第255話 屋敷の日常
―――ケルヴィン邸・庭園
「ふんふん、ふ~ん♪」
パーズへの帰還から1日が経過した。晴天に昇る太陽が丁度真上に来た頃、屋敷の庭園では暫くの間手入れできていなかった庭木をダハクが両手鋏で形を整えているところであった。鼻歌を口ずさみながらご機嫌な様子のダハク。今日が特に機嫌が良いという訳ではなく、基本的に土いじりや畑仕事をしている時はいつもこんなものなのだ。
「ハクちゃん、今日も精が出るね」
「あ、お嬢! うっす、好きでやってることなんで。アレックスはお嬢の影の中で?」
「うん。今はお昼寝中。ご飯食べ過ぎたみたい」
苦笑するリオンの背後から、ひょいっとシュトラが顔を覗かせて庭の様子を窺う。
「見掛けによらず手入れがとっても繊細よね。木々や花々も喜んでいるみたい」
「何だ、ちびっ子もいたのか」
「誰がちびっ子よ! リオンちゃんより少し小さいくらいだもん!」
強面のダハクに面と向かって文句を言うシュトラ。最初の頃はリオンの影に隠れるばかりの人見知りなところが目に付いたが、今ではすっかり慣れてしまったのかその頃の様子は微塵も見られない。もっとも、こんななりで子供に懐かれ易いダハクの体質も関係ないこともないのだが。
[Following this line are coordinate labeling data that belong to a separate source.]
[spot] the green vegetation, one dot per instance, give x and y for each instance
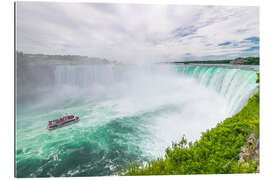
(252, 61)
(249, 61)
(217, 151)
(209, 62)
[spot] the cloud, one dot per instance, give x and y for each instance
(137, 33)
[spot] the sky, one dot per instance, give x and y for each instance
(134, 33)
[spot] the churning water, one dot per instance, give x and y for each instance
(128, 113)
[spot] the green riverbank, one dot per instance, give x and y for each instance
(217, 151)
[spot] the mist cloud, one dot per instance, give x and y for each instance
(133, 33)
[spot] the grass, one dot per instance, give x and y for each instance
(217, 151)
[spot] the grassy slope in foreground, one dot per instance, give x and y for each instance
(217, 151)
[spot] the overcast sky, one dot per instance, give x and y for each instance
(138, 33)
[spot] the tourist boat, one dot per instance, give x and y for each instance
(64, 121)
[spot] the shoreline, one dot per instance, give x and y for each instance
(218, 151)
(242, 67)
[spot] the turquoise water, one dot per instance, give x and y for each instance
(128, 113)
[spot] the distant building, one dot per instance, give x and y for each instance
(238, 61)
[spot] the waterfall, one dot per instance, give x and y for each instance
(234, 84)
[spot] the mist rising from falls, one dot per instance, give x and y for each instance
(127, 112)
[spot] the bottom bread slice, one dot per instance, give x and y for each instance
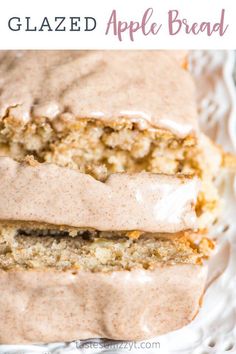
(58, 288)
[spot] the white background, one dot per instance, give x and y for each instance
(193, 10)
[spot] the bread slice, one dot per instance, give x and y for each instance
(106, 112)
(57, 288)
(50, 196)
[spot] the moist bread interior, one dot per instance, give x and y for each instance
(97, 251)
(100, 148)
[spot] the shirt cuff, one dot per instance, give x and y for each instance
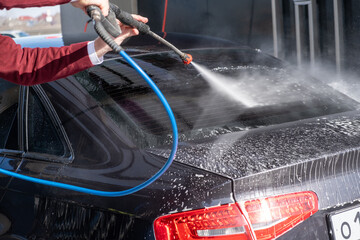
(92, 54)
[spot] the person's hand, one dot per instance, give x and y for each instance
(102, 4)
(102, 48)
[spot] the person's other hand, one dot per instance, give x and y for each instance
(102, 4)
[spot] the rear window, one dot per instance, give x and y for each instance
(272, 93)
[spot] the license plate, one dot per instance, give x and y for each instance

「リオンのお嬢は別格なんだよ、別格。ちんまくても懐の広さと深さが凄ぇんだよ」
「ち、ちんまい…… うん、そうだよね…… 最近はリュカちゃんにも越されちゃったもんね、胸……」
「そっちの話じゃないッスよ!?」
「え、何の話?」
リオンに追撃を仕掛ける意味ではないが、今でこそ体型的に同等のシュトラも、元の姿に戻ればかなりのスタイルに成長する。背丈も越される。日々の努力が報われない絶望感に苛まれるリオンは、ただただ自らの胸に手を当てるだけであった。
「そ、そうだ! 1週間後、今度はデラミスに行くらしいッスね! ギルドからアンジェと一緒に帰ってきた兄貴から聞きやしたよ」
触れてはいけない話題と空気を感じ取ったダハクは、直ぐ様に別話へのシフトを試みる。リオンが興味を持っていそうな話題で、ケルヴィンを話に絡めながら。
「あ、うん。そうらしいよ。リンネ教の本家なら、エレアリスや神の使徒について何か調べられるかも、ってケルにい言ってた」
「デラミスか~。コレットちゃん、いるかなぁ?」
「きっといるよ。向こうに着いたら一緒に遊ぼうね」
意図しないシュトラの援護もあり、どうやらリオンはいつもの調子に戻ったようだ。安堵したダハクはリオンらに見えない位置でグッと拳を握り締める。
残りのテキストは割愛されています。